I don't have any sequences to deliver for tomorrow, so I revisit the White Boat traverse I planned out yesterday. I decide that bypassing Adirondack is excessively paranoid even for me (which is saying something), so I plan two other traverses that both pass straight over Adirondack. I now have three different ways of getting to White Boat, which should be plenty.
Tonight is Opportunity's egress. John Wright is going to be down in the press room, handling any media requests, so I go by to wish him luck and he's not there. The Media Office asks if I can fill in for him. I start to mumble an excuse but then cut myself short. "That's the wrong answer," I say. "Here's the right answer: When do you need me?" They laugh and applaud.

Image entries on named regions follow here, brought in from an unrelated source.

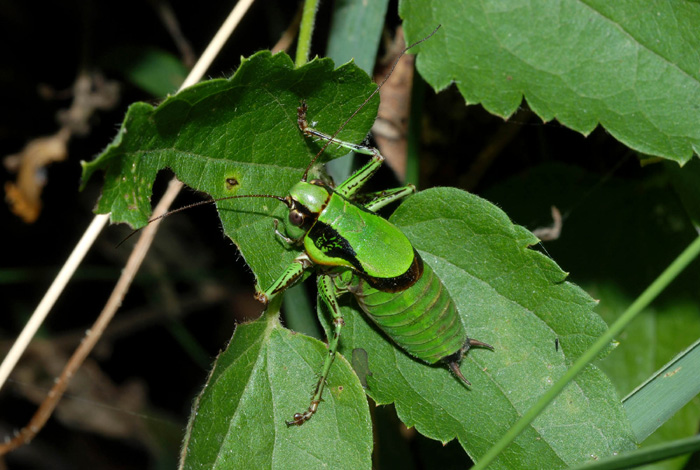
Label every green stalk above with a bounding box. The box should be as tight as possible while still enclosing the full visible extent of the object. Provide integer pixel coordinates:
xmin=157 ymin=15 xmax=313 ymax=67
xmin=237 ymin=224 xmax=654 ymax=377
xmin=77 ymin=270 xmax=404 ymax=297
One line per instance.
xmin=295 ymin=0 xmax=318 ymax=67
xmin=474 ymin=237 xmax=700 ymax=470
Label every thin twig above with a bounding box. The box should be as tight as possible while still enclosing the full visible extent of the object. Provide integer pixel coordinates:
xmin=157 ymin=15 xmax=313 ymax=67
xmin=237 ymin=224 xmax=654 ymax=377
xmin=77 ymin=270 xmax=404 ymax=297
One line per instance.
xmin=0 ymin=214 xmax=109 ymax=387
xmin=0 ymin=179 xmax=183 ymax=455
xmin=0 ymin=0 xmax=254 ymax=455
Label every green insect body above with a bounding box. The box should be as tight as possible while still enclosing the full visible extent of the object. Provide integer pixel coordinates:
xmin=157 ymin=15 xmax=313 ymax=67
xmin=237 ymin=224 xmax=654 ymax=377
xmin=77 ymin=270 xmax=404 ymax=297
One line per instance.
xmin=252 ymin=104 xmax=493 ymax=425
xmin=348 ymin=264 xmax=467 ymax=364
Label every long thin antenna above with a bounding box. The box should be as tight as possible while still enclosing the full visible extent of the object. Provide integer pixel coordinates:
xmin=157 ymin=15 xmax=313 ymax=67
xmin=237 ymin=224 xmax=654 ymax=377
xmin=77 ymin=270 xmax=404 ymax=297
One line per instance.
xmin=116 ymin=194 xmax=291 ymax=248
xmin=301 ymin=25 xmax=442 ymax=181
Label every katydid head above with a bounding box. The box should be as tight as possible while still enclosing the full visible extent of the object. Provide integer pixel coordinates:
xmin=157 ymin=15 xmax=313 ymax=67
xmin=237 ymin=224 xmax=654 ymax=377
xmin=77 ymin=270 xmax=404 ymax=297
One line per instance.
xmin=285 ymin=180 xmax=331 ymax=239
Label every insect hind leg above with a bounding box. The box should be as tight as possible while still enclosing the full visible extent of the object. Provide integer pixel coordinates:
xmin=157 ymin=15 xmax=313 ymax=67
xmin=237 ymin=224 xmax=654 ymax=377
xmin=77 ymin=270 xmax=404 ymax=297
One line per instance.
xmin=285 ymin=275 xmax=345 ymax=426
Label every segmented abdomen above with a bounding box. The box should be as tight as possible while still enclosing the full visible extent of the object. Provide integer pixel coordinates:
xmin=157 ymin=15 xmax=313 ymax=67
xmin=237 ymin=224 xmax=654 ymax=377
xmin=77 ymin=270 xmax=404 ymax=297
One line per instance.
xmin=350 ymin=263 xmax=467 ymax=364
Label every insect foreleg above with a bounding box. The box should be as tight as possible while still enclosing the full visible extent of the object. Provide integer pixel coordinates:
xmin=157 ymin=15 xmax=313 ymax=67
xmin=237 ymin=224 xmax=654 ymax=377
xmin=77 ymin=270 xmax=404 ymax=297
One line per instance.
xmin=256 ymin=253 xmax=313 ymax=305
xmin=355 ymin=184 xmax=416 ymax=212
xmin=286 ymin=274 xmax=345 ymax=426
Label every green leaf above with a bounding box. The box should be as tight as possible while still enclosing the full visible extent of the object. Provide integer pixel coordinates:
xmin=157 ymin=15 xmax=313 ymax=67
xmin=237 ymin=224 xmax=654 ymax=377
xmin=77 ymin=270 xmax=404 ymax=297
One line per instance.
xmin=180 ymin=306 xmax=372 ymax=470
xmin=591 ymin=285 xmax=700 ymax=469
xmin=334 ymin=188 xmax=634 ymax=468
xmin=78 ymin=51 xmax=378 ymax=286
xmin=400 ymin=0 xmax=700 ymax=163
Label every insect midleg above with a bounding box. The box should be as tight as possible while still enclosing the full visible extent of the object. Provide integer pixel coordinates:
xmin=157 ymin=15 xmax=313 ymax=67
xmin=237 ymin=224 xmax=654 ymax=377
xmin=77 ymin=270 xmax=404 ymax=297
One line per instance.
xmin=297 ymin=104 xmax=384 ymax=198
xmin=286 ymin=274 xmax=345 ymax=426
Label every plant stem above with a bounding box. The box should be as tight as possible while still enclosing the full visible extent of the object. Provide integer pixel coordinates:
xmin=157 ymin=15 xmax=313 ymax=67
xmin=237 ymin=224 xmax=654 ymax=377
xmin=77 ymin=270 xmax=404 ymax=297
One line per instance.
xmin=474 ymin=237 xmax=700 ymax=470
xmin=295 ymin=0 xmax=318 ymax=67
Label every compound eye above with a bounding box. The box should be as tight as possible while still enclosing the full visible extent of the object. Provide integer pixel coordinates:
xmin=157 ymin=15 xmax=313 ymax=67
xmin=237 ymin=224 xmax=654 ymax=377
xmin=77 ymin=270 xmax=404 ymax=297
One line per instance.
xmin=289 ymin=210 xmax=304 ymax=227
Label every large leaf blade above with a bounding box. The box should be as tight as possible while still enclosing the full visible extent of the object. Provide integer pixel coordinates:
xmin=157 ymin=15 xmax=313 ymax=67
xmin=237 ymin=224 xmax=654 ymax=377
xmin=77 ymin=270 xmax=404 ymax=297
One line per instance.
xmin=341 ymin=188 xmax=635 ymax=468
xmin=400 ymin=0 xmax=700 ymax=163
xmin=83 ymin=51 xmax=378 ymax=288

I go and get some nasty food from Jack in the Box first, and by the time I come back they've gotten in touch with John; he's going to handle interviews from home. So I decide to blow out of there, but they ask me to stay anyway, in case anyone wants an on-camera interview. (Which I'm not really dressed for, but that doesn't seem to bother them.) It turns out there's no on-camera interviewing needed after all, though I do handle a couple of call-in interviews (one with the AP, and a short live interview with AP Radio). Mostly I just hang out with the media folks, who are really nice and always make a point of thanking me. Which makes it easier that I'm not in the SMSA for the actual egress. Opportunity sends back a beautiful rear HAZCAM image of its wheel tracks leading away from the lander, looking like the first footprints after a snowfall. Twelve wheels on dirt! (Or "two six-packs," as someone puts it.)
I need to sleep before tomorrow's shift, so I don't stick around for the press conference (which makes me feel even more disconnected from this event). I watch it at home while getting ready for bed. Maybe it's just because I'm watching from a distance, or because I'm distracted, but it seems to be an abbreviated version of itself. Whatever. The second it's over, I turn off the TV and instantly fall asleep, Zenobia[2] purring as she snoozes on my chest.
Courtesy NASA/JPL-Caltech. Opportunity looks back at her lander. We now have twelve wheels on Mars.
Footnotes:
[1] That is, 2-4PM, local solar time for MER-A (Spirit). (Noon local solar time can be intuitively defined as: when the sun is overhead wherever you happen to be.) Essentially, Jake's message is: sorry, science team, but today you get the rover for only a couple of hours in the afternoon.
[2] My orange tabby. I miss her.
I have an admission: looking at the HAZCAM from Opportunity, I saw bleachers behind the lander and some odd structure that took up most of the top of the frame. It took me nearly a minute to realize that was the underside of the rover.